Aber es fällt mir nie etwas auf. Jedenfalls kein Anhaltspunkt oder Hinweis auf eine in sich geschlossene Geschichte oder These, mit der man diese Ecke kolumnenmäßig in den Griff kriegen könnte. Stumm blickt diese Ecke auf den Kolumnisten zurück. Dabei steckt gerade sie voller großartiger Details. Da gibt es dieses ochsenblutrot gestrichene, ehemals besetzte Haus, hinter dessen meist festungsartig heruntergelassenen Rollläden im Erdgeschoss oft Punkmusik hervordudelt. Natürlich ist es in Augenhöhe mit Plakaten und Graffitisprüchen zugekleistert, die sich im Ganzen lesen wie eine Wandzeitung über die neuesten Brennpunkte und Slogans des Linksradikalismus. „Widerstand“, „Zwangsräumung verhindern“, „Eine kommunistische Welt ist möglich“. Aufrufe, linksradikales Pfeifen im kapitalistischen Walde, und die Wohnungen darüber liegen im Kontrast dazu manchmal ganz entspannt und wohnlich in der Sonne. Dann gibt es die Unterführung. Rostige Träger wie die Zeugen einer untergegangenen Zivilisation. Man geht da durch, während gerade einmal zwei Meter über dem eigenen Kopf die S-Bahn-Züge über einen hinwegdonnern. S 1, die Linie, mit der Iggy Pop von hier aus oft an den Wannsee fuhr; seine Hymne „Passenger“ besingt das Gefühl, in einer Berliner S-Bahn zu sitzen und an den Rückseiten der Häuser entlangzuschweben.

Hier in dieser Unterführung mit ihren graffitibemalten Wänden, ihrer Enge und ihrer romantischen Tristesse könnte man noch heute einen Film über das Westberlin der siebziger Jahre drehen. Aber wenn man dann die Treppe zum Bahnsteig hochgeht und sich umdreht, sieht das alles eher wie eine Idylle aus dem 19. Jahrhundert aus. Bäume. Blätterrauschen. Die malerische Kirche des Friedhofs St.-Matthäus-Kirchhof, auf dem es ein märchenhaftes, kleines Café gibt und die Brüder Grimm sowie Rio Reiser beerdigt sind.

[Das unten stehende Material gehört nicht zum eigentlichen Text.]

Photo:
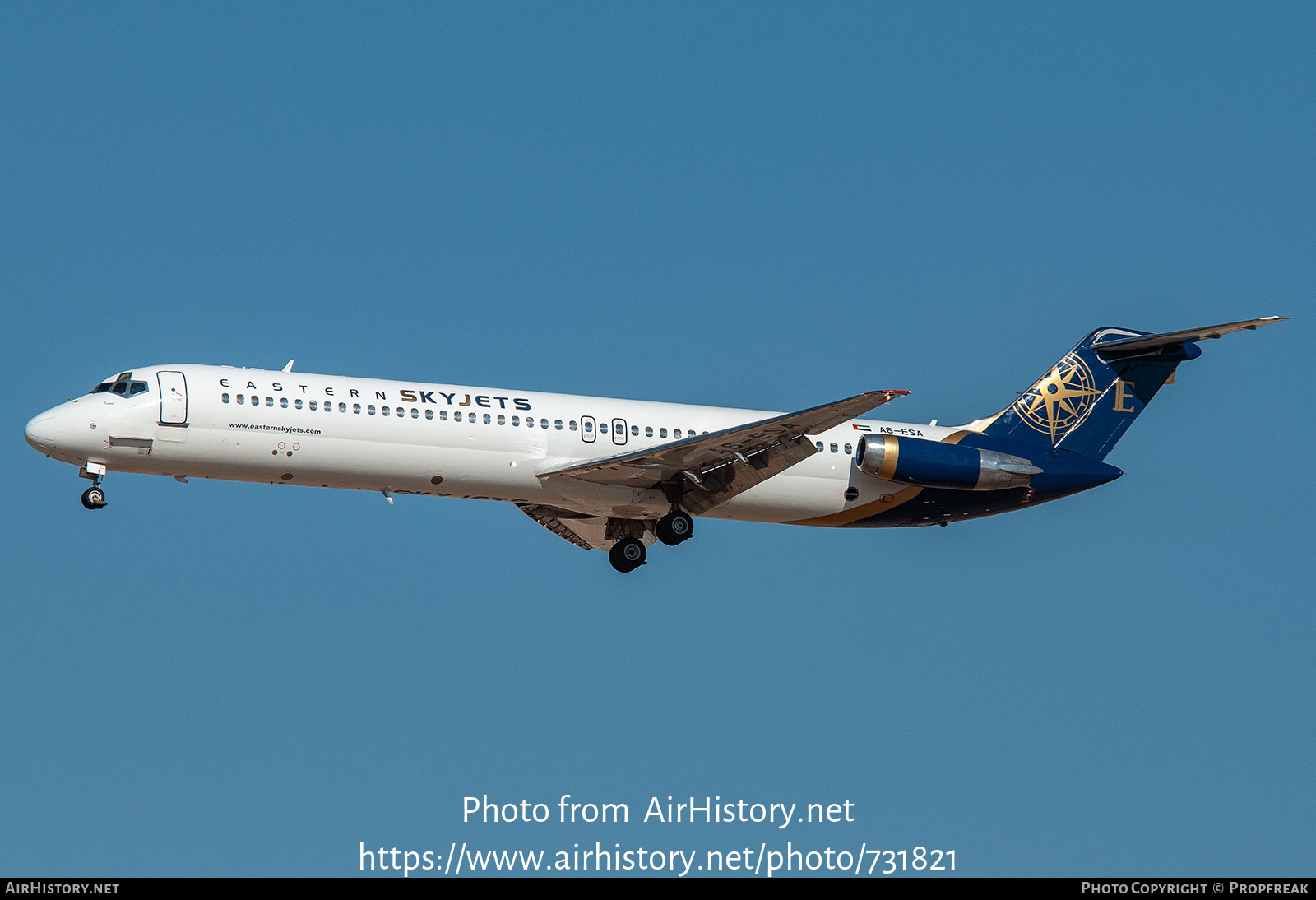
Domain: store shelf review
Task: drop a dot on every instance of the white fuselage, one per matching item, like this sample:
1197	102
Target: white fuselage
436	440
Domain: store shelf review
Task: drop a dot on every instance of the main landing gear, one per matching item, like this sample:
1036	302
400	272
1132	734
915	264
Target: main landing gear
628	554
675	527
94	498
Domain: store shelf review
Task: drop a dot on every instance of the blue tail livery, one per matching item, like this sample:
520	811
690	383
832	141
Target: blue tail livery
1091	397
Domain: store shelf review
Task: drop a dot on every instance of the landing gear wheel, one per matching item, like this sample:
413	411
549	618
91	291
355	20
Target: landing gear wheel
675	528
627	555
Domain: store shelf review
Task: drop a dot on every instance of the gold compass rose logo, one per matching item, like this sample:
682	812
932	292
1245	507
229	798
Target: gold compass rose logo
1057	403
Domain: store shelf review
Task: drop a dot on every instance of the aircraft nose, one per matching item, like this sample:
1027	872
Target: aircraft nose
41	432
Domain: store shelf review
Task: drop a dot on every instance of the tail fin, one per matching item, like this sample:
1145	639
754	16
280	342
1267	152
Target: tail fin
1091	397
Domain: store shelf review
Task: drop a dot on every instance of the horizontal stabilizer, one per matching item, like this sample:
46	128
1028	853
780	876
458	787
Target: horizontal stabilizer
1123	344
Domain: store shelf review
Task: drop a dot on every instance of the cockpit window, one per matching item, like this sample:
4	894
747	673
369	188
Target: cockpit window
124	386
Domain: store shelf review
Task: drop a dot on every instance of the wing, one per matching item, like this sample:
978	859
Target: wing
703	471
587	531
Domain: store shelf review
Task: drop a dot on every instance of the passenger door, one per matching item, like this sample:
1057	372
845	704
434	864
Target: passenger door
173	397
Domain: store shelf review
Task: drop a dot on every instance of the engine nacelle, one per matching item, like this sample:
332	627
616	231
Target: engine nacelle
929	463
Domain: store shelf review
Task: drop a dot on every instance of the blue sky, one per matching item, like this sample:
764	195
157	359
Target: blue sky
762	206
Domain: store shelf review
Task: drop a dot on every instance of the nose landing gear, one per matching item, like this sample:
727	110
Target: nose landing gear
94	498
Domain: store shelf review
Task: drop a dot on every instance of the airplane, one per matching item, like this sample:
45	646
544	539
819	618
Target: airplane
618	476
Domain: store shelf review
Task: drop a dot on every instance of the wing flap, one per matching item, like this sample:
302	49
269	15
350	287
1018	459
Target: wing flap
715	467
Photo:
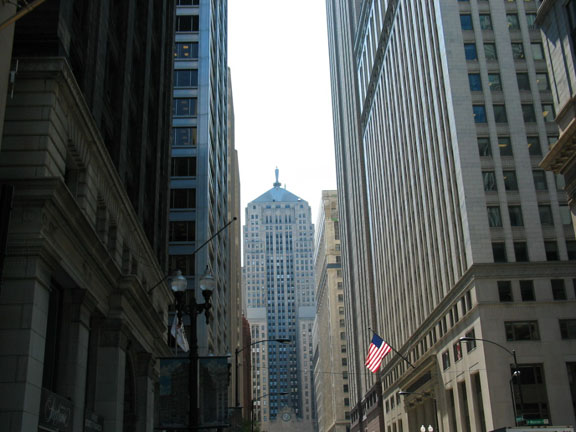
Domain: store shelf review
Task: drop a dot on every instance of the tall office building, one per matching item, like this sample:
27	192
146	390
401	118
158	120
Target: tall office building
442	110
330	357
85	148
279	295
557	21
204	187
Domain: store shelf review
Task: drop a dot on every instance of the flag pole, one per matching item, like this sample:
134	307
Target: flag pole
393	349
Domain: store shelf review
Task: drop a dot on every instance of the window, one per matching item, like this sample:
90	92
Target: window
494	82
485	22
505	146
500	114
534	146
545	212
518	51
457	350
548	113
186	50
184	137
475	82
510	181
531	20
499	252
466	21
184	107
565	215
470	51
567	329
551	248
489	179
540	180
470	345
187	23
528	113
490	51
542	81
523	81
182	231
521	251
183	166
513	23
186	78
515	213
521	330
537	51
484	146
558	289
527	291
479	113
445	360
183	198
494	217
505	291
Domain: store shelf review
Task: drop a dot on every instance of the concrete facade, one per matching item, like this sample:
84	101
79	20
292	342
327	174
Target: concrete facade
330	357
442	111
79	331
279	293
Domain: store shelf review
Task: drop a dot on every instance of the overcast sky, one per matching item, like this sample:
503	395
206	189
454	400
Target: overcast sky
278	56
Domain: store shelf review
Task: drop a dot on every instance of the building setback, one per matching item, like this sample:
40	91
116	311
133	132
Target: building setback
279	294
331	387
449	228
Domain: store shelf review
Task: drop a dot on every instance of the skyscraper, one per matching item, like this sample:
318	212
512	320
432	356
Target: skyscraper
330	357
204	187
279	295
442	110
85	150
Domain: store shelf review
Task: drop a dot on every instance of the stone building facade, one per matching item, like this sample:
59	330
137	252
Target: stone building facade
331	380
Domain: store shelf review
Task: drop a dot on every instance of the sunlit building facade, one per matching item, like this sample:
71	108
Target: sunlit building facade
449	227
330	349
279	295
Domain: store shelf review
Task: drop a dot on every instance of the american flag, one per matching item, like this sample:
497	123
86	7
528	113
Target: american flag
376	352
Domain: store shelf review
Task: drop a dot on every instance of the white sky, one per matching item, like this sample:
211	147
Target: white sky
278	56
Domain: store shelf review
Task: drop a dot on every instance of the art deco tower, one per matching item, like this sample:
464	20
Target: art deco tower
279	293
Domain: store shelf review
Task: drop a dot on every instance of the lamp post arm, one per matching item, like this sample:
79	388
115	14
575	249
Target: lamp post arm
213	236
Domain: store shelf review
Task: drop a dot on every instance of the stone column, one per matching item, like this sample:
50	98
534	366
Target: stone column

Bewacht wird die Unterführung, jetzt sind wir wieder unten, von einer Holzhütte, auf der „Schnellimbiss Zum Eumel Snack“ steht, was aber gelogen ist, denn schnell ist in diesem Imbiss gar nichts. Es ist der soziale Bezugspunkt einer Gruppe alkoholinteressierter Menschen, die hier ihre Tage vertändeln, als hätten sie alle Zeit der Welt. Haben sie wahrscheinlich auch. Wenn man sich hier umguckt, gehört das kehlige Lachen, das man aus ihrer Richtung hört, zum Soundtrack dieses Ortes dazu wie die Geräusche der S-Bahn und die Punkmusik.

So stumm, fällt mir gerade auf, ist die Ecke gar nicht. Als Soundcollage macht sie sich sogar ganz gut. Mittwochs und samstags kommen noch die Rufe der türkischen Händler hinzu, die, denke ich mir manchmal, großen Spaß daran haben, hier mit lockenden Preisausrufen die Atmosphäre eines türkischen Kleinstadtbasars zu inszenieren. Wochenmarkt auf dem abschüssigen asphaltierten Platz entlang der S-Bahn-Gleise: das kleine, preiswerte Gegenstück zu dem Schöneberger Vorzeigemarkt auf dem Winterfeldtplatz. Biogemüse suchst du hier an der Großgörschenstraße vergeblich. Dafür gibt es gegen Mittag zwei Kilo Tomaten für 79 Cent und die ganze Kiste Mangos für einen Euro, was die Händler dann geradezu triumphierend ausrufen. Keine Ahnung, wie sich das rechnet. Wie passt das alles zusammen?

Irgendwie gar nicht. Keinen Trend kann man hier entdecken und keine neue Berlin-Erzählung starten. Aber man kann immer wieder kurz anhalten und für einen Moment lang dem Neben- und Durcheinander des Alltagslebens in der Großstadt zuhören.